ATTENTION HISTOIRE POUR LECTEURS AVERTIS

Mon ami Martine et moi sommes en colère après Pauline Martin une de ses voisines qui nous fait une réputation pas possible dans la quartier car habitant en face de chez mon amie elle est bien placée pour voir les visiteurs masculins entrer et sortir.
C’est une femme hautaine qui ne porte que des tailleurs et autres vêtements chics.
Dotée de formes là ou il faut elle pourrait être attirante si elle s’habillait un peu plus sexy et ne prenait pas cet air supérieur.

Nous élaborons un plan pour la piéger et lui rabattre son caquet.
Nous contactons plusieurs de nos amants (anciens et actuels) au physique agréable et bons baratineurs, rapidement deux se montrent intéressés par notre projet.
Après négociation concernant la compensation que nous devons leur accorder Loïc et Hervé doivent la draguer et faire le maximum pour avoir des relations sexuelles avec elle.

Nous choisissons un hôtel situé au croisement de plusieurs rues, Martine connait bien Patrick le réceptionniste pour avoir couchée avec lui, évidemment pour qu’il soit complice de nos manigances nous lui promettons une compensation qui sera notre corps puisque c’est ce qu’il souhaite.

Un bar situé dans un angle permet en étant derrière la vitrine ou sur la terrasse de bien voir l’entrée de l’hôtel
Pendant un moment nous observons les habitudes de Pauline afin de bien connaître les endroits ou elle se rend régulièrement.

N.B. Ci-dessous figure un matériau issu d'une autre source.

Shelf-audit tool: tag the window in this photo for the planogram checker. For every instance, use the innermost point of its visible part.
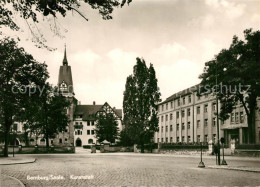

Nous décidons que le moment est venu et Le premier à entrer en action est Loïc quand elle sort d’une boutique.
Marchant sur le trottoir il dépasse Pauline et laisse tomber une enveloppe qu’elle ramasse.

Elle presse le pas et le ratt****.
<<monsieur vous avez perdu cette enveloppe>>.
<<je ne m’en étais pas aperçu, merci de l’avoir ramassée et de me la rapporter.
<<c’est naturel>>.
<<elle contient des documents très importants, si je les avais perdus j’aurais eu de gros problèmes, je peux vous offrir un verre pour vous remercier>>.
Elle refuse prétextant qu’elle est pressée.
Plusieurs jours plus tard ils se rencontrent de nouveau “par hasard”, Loïc accoste sa proie, ils discutent ensemble.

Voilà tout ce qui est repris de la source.